Algunas subculturas están tan unidas que incluso los niveles dentro del grupo
las dividirán. En otras palabras, los detectives no suelen codearse con los agentes
de tráfico, los médicos no acostumbran a comer con las enfermeras (a menos que
haya citas de por medio), los pilotos comerciales no suelen cenar con el personal
de cabina (véase la excepción médico-enfermera), y los catedráticos no se
socializan con sus adjuntos. Cada oveja no siempre va con su pareja, sobre todo
cuando ve a otra como menos ovina que ella.

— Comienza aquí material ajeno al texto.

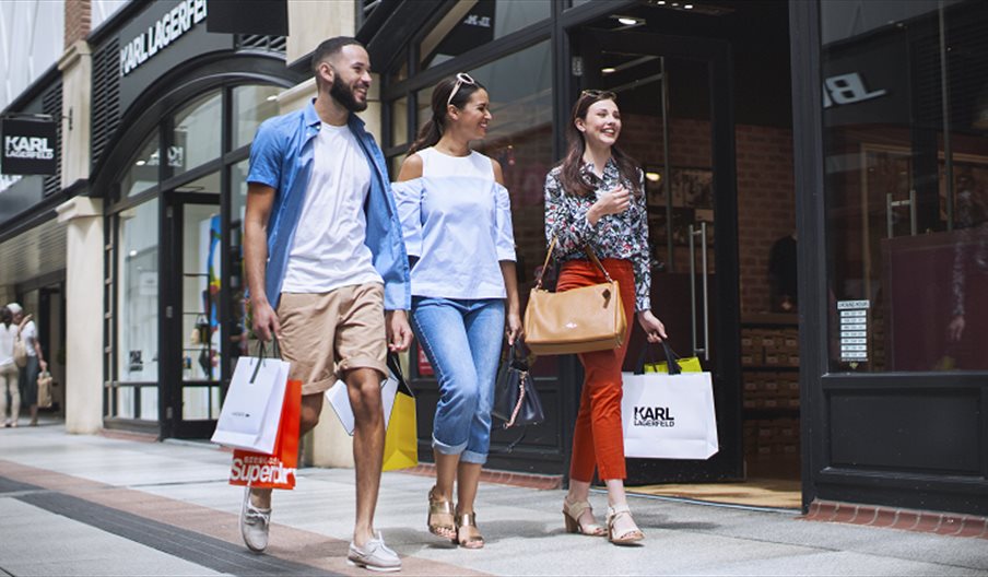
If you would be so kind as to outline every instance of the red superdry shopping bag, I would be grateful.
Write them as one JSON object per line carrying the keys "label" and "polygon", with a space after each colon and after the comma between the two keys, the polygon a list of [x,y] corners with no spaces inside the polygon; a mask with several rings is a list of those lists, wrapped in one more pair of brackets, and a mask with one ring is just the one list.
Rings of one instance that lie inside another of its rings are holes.
{"label": "red superdry shopping bag", "polygon": [[233,451],[230,469],[231,485],[260,488],[295,488],[295,467],[298,464],[298,420],[302,417],[302,381],[289,380],[285,401],[281,408],[281,425],[274,452],[264,455],[248,450]]}

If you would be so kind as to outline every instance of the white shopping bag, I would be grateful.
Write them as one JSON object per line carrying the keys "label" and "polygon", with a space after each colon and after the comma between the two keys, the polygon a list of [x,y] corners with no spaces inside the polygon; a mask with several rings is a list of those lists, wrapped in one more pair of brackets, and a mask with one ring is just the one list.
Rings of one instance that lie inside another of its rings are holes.
{"label": "white shopping bag", "polygon": [[709,373],[622,373],[624,456],[708,459],[717,452]]}
{"label": "white shopping bag", "polygon": [[[390,365],[390,361],[389,361]],[[398,377],[395,372],[388,372],[388,378],[380,384],[380,401],[385,413],[385,429],[388,428],[388,422],[391,420],[391,408],[395,407],[395,395],[398,392]],[[346,384],[342,380],[337,382],[326,391],[326,400],[329,401],[333,412],[340,419],[340,424],[346,431],[348,435],[353,435],[353,408],[350,407],[350,396],[346,392]]]}
{"label": "white shopping bag", "polygon": [[212,441],[270,455],[274,450],[290,364],[242,356],[233,372]]}

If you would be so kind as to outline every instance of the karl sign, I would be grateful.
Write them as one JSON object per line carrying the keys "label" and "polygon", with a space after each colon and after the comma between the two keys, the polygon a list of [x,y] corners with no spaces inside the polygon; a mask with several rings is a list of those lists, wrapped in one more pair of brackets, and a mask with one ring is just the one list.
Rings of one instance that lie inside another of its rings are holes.
{"label": "karl sign", "polygon": [[52,175],[58,170],[58,127],[50,120],[4,118],[0,122],[5,175]]}
{"label": "karl sign", "polygon": [[120,49],[120,75],[137,70],[193,26],[205,20],[205,0],[181,0]]}

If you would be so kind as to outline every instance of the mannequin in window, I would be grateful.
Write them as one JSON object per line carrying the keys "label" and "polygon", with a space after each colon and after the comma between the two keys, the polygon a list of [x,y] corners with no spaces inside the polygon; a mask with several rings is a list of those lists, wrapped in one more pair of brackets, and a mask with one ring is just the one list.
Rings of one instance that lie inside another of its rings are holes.
{"label": "mannequin in window", "polygon": [[988,195],[968,173],[957,176],[957,212],[954,226],[958,231],[954,246],[952,278],[953,316],[948,326],[952,341],[960,341],[971,322],[965,319],[972,273],[988,273]]}
{"label": "mannequin in window", "polygon": [[796,276],[796,232],[772,245],[768,254],[768,280],[772,308],[777,313],[795,313],[799,303]]}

Esta especialización subcultural conduce a una regulación del
comportamiento, en virtud de la cual se permanece dentro no dejando que entre
el exterior. La pertenencia a esas subculturas suele ser difícil, y exige una habilidad
especial (buena vista, un control del cuerpo excepcional, puro valor, temeridad),
buenos genes (belleza, inteligencia, pelo bonito) y un grado poco frecuente de
perseverancia (largos años en la facultad de Medicina y la residencia, en
academias, en campamentos de instrucción y escuelas de vuelo; años de
audiciones y lecturas fallidas, cursos de actuación o canto desde la infancia, un
montón de años perdidos en las ligas inferiores).
Visto lo visto, resulta fácil entender por qué los miembros luchan tanto por
mantener fuera a los demás y por qué para permanecer hace falta conformidad. El
mejor modo de codearse, en cualquier subcultura, desde los contables públicos
certificados a los monopatineros, es conformarse.